The original Flash Attention spent a meaningful fraction of its time on non-matrix-multiplication operations such as softmax rescaling, bound checking, and causal masking. These operations run on general-purpose CUDA cores rather than specialized Tensor Cores, which are 4 to 16 times faster for matrix operations.
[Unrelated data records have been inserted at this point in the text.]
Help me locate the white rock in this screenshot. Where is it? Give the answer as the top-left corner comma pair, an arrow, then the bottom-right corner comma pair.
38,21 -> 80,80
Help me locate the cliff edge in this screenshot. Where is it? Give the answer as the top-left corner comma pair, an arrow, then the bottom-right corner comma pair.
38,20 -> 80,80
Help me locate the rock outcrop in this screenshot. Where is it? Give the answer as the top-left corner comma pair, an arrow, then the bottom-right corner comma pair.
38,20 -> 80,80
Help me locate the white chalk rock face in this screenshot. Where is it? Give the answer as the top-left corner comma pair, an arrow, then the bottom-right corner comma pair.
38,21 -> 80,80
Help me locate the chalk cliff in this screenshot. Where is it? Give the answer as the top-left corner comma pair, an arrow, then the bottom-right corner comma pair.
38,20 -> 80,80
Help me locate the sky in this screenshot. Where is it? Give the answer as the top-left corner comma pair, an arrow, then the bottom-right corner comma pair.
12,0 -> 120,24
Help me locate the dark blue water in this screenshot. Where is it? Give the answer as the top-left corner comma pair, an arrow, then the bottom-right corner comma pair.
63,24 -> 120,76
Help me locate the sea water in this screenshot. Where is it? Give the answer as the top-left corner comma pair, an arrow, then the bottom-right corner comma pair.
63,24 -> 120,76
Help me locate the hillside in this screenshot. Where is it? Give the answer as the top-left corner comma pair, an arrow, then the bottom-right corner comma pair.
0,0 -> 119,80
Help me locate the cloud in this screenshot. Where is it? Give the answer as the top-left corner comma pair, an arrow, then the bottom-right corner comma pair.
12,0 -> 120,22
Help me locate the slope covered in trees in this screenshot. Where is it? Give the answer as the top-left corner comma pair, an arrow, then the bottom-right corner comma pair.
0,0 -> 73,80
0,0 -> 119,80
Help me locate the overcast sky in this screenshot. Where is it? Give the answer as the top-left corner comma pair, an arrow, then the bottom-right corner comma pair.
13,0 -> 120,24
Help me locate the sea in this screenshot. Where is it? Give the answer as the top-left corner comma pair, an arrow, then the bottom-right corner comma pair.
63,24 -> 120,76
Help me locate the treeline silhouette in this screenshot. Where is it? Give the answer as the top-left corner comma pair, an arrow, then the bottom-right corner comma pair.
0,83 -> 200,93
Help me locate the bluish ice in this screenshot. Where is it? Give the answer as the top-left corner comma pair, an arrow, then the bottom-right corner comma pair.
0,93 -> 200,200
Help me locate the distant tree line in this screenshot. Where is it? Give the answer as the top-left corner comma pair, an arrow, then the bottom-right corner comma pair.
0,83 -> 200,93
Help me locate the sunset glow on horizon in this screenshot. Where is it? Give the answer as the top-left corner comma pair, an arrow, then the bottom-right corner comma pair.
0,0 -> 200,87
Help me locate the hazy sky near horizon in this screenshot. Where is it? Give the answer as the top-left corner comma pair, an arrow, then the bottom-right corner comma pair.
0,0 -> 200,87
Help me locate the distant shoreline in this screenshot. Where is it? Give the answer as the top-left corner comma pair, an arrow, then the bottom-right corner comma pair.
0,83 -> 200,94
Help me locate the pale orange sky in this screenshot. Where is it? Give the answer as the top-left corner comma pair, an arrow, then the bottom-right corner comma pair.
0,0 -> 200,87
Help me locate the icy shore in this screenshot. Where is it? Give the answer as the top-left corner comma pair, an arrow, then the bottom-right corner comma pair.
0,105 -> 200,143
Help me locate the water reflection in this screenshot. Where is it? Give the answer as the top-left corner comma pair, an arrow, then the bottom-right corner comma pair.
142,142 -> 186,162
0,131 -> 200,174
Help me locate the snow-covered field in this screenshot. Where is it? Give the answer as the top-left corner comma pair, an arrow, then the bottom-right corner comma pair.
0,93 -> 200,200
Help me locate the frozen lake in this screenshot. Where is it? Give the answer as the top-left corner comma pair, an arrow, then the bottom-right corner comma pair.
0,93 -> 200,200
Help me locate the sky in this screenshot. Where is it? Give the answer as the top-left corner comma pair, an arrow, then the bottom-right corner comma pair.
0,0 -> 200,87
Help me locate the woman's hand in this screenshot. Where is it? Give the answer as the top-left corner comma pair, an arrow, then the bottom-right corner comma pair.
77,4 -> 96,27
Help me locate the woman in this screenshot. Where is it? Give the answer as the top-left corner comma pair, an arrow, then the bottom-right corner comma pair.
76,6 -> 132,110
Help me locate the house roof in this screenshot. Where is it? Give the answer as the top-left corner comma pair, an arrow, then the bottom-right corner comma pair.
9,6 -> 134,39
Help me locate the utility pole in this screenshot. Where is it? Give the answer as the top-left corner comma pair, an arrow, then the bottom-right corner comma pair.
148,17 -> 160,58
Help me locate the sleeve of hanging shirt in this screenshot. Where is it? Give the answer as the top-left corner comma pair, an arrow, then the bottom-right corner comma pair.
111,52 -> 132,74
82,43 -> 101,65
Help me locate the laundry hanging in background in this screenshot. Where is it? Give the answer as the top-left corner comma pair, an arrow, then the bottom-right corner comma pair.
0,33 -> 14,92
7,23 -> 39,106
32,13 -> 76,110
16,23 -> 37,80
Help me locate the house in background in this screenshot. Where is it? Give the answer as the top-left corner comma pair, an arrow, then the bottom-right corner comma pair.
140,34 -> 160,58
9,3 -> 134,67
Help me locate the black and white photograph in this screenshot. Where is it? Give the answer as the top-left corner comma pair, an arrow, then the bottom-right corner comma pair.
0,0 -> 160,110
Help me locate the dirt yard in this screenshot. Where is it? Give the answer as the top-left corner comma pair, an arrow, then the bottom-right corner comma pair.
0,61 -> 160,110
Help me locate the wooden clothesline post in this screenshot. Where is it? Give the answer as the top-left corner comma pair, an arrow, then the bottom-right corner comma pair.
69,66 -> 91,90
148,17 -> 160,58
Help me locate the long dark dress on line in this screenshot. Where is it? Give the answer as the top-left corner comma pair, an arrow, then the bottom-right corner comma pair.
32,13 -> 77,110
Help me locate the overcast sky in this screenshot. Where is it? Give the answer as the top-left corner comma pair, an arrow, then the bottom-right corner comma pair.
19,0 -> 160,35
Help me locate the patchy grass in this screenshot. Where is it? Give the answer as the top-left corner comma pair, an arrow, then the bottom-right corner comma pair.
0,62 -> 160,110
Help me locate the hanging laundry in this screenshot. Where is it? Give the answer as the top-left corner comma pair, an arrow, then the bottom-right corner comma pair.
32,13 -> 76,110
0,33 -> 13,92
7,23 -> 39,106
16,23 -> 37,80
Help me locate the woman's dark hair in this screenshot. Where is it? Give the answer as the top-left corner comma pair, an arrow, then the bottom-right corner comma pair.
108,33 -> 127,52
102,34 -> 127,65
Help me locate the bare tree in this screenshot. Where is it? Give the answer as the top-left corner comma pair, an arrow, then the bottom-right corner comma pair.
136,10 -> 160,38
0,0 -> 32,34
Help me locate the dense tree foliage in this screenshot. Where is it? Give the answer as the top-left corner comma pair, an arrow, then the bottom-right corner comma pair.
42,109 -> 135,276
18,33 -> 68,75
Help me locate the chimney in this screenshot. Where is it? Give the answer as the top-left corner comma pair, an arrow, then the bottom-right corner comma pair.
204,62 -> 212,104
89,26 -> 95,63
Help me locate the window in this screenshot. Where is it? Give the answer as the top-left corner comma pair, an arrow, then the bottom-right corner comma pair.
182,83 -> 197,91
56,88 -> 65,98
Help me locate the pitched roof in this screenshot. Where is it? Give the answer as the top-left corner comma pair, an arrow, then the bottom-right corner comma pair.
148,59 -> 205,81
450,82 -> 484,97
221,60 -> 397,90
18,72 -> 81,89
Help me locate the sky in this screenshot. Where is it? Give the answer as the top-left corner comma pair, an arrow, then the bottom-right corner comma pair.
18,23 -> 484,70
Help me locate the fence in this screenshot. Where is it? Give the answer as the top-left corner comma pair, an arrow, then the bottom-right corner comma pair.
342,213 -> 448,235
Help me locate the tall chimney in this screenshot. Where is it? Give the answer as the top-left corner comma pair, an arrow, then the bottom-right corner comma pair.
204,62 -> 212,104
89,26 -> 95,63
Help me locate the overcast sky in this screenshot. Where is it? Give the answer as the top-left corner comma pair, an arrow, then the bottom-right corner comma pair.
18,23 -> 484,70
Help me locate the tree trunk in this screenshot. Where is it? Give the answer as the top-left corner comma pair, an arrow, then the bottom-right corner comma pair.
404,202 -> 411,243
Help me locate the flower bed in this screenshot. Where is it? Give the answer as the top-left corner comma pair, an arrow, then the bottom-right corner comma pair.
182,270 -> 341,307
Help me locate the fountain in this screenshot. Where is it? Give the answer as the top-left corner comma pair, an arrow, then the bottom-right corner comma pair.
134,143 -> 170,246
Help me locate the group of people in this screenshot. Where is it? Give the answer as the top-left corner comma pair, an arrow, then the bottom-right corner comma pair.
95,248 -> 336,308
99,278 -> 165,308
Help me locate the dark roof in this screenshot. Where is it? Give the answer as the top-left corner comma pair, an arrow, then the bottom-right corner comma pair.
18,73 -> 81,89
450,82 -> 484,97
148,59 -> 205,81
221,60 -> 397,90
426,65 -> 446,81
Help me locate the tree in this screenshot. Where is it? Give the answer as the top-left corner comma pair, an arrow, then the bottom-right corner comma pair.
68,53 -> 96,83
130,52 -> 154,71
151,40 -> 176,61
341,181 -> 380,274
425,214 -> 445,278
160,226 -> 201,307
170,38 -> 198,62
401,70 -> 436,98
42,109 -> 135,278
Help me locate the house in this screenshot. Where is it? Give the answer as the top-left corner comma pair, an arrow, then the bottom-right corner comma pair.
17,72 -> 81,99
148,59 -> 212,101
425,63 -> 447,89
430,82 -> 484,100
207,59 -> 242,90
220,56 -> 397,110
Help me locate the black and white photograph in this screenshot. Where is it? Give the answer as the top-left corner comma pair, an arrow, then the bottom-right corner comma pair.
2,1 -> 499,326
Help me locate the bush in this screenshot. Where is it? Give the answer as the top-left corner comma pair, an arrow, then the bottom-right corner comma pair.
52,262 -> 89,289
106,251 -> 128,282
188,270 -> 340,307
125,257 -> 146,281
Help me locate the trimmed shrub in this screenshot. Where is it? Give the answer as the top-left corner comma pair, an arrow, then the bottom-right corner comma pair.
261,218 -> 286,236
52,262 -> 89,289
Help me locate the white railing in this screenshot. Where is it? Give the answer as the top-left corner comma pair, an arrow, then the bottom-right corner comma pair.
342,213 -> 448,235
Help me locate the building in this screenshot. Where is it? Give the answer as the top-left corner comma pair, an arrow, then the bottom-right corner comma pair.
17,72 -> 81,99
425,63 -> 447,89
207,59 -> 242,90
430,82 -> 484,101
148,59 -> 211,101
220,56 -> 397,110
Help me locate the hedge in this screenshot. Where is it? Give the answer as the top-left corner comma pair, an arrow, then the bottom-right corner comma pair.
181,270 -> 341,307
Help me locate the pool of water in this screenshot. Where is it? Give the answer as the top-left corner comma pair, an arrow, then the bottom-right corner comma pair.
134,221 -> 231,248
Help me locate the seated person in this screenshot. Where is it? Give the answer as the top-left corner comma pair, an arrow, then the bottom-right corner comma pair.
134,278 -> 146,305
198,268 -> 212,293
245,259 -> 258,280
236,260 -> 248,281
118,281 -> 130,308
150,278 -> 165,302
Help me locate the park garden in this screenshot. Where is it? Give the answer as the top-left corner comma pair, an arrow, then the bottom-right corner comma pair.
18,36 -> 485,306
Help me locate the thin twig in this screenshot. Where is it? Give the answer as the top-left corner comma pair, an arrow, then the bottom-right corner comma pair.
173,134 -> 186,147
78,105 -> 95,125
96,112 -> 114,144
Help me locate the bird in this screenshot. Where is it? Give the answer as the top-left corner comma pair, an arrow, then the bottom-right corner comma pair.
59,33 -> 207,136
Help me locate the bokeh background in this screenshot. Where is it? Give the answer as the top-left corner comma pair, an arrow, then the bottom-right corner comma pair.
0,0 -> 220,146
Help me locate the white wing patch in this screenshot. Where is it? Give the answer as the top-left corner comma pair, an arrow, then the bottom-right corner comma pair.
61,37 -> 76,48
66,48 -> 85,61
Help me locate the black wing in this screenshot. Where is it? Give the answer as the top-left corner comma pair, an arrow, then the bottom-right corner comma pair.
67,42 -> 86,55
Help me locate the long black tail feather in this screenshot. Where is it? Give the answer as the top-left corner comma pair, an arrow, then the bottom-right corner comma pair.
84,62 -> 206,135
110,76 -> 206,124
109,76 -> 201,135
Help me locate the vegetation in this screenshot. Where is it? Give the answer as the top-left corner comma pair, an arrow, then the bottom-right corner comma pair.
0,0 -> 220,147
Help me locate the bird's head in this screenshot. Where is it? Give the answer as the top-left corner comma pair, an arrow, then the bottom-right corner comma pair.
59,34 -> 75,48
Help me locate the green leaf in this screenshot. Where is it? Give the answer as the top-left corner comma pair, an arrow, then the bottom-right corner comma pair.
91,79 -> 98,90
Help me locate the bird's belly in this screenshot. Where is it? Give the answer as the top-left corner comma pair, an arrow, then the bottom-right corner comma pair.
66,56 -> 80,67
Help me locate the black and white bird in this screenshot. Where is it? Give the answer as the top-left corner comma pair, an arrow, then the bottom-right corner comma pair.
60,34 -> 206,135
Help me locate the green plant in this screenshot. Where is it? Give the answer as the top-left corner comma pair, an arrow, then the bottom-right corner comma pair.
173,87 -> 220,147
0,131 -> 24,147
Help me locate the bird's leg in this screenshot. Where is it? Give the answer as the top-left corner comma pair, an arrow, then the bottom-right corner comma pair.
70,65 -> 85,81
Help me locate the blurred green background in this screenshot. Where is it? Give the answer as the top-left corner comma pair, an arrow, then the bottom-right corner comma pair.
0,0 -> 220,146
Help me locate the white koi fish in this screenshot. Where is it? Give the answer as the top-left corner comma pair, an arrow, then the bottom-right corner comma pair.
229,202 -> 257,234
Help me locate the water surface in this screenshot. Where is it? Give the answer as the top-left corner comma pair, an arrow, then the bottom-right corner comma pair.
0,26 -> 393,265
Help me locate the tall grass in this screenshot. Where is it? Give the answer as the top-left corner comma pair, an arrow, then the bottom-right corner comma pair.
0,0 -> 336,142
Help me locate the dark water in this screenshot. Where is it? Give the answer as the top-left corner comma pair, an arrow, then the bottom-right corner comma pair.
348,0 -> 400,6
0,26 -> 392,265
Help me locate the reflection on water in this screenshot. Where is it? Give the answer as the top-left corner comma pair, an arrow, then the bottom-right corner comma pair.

FlashAttention-2 restructured the algorithm to defer the final softmax rescaling to the end of the loop, reducing the number of intermediate rescaling steps.
The original Flash Attention parallelized work across the batch dimension and the number of attention heads. When the batch size or head count was small (common with long sequences), many GPU streaming multiprocessors (SMs) sat idle. FlashAttention-2 added parallelism over the sequence length dimension, distributing different blocks of Q to different thread blocks. This improved GPU occupancy, especially for long-context workloads with small batch sizes.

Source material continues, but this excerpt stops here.